It’s like that single piece of a 500-piece jigsaw puzzle, set off to one side. You know the one. That piece right in front of you. You think “That can’t be the right piece…” but you keep looking at it as if your brain is subliminally screaming “No, dumbass, that IS the piece you need, just pick it up and try it out!” Then on the tenth time you look at that piece, you pick it up and it just looks like the right fit. You try it out, and your top quarter section is finally completed.

I hate jigsaw puzzles, by the way.

When it comes to writing though, I love this moment. It’s the breakthrough that drives your characters forward and also ties in previous (or future) books together, building on the universe in ways that catch you by surprise. I call this an “A-ha” moment for a writer.

Not to be confused with the above A-ha moment. That A-ha moment is entirely non-writing related, but still a banging music video. (Work that snare drum, white boy.)

Sorry, where was I?

Oh, right, the A-ha moment for a writer.

It could have been a line you might have dropped into a conversation in order to avoid a possible plot corner. It could have been a device you never fully explored in your worldbuilding notes. Whatever it is, the A-ha moment sets off a chain reaction and connecting of the dots, driving your story forward in a logical direction. If any of your readers question it (and rest assured, they will) you can come back with facts from the A-ha moment that only reinforces the decisions and directions you’ve taken. This kind of literary badassery backed up by citations wraps your story in a suit of titanium, turning your collection of words into an unstoppable tank of awesome, all because you asked yourself those questions, made notes on the answers you discovered, and have your characters, events, and actions click and clack together.

TGTR-Connery-SutherlandThis is part of the magic writers conjure—making what appears to be a sense of random happenings all fit together, and taking the audience for a mental ride. Maybe that love of the A-ha moment comes from great heist movies like The Sting and The Great Train Robbery, or enjoying David Suchet as Hercule Poirot. You search for the tell or the clue to solve the mystery when, in fact, it was right in front of you the entire time.
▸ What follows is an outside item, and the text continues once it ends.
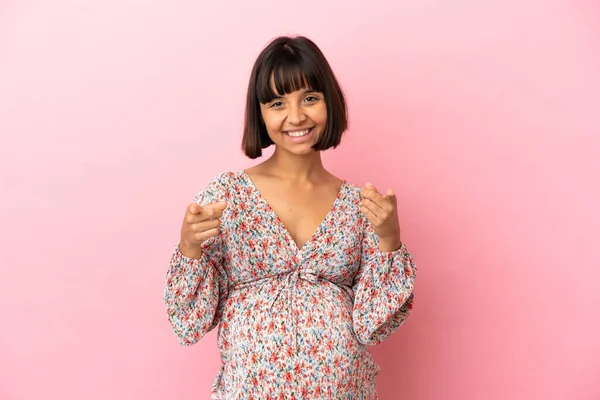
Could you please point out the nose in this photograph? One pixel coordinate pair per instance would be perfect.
(296, 115)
It’s a beautiful thing, that moment of discovery when you’re writing. If it works like that for you when you writing it, then it should go like that for your readers. It’s more than okay to have fun when you’re writing. After all, if you’re not enjoying the story, how can you expect your readers to as well? You should also be hanging on for the roller coaster ride, too. This is an adventure for all of us. Writers included.

1 Comment

  1. Ah, the brick wall. One would think that as writers we wouldn’t see it very often, but we see it a lot. A whole lot. A good portion of that is because sometimes in a story you need to bring your characters where everything seems hopeless. A point where everything just stops because you can either go in any direction, or in no direction at all. And there is the wall.

    In my experience, the question one must ask to get past the wall is not “How do I get there?”. It is usually “What is the worst way to get there?” or “What would be the stupidest thing for my characters to do now?” These are much easier questions to answer, and if they don’t provide answers to the first question, they spark ideas that do lead you past the wall. And gives you some interesting plot twists.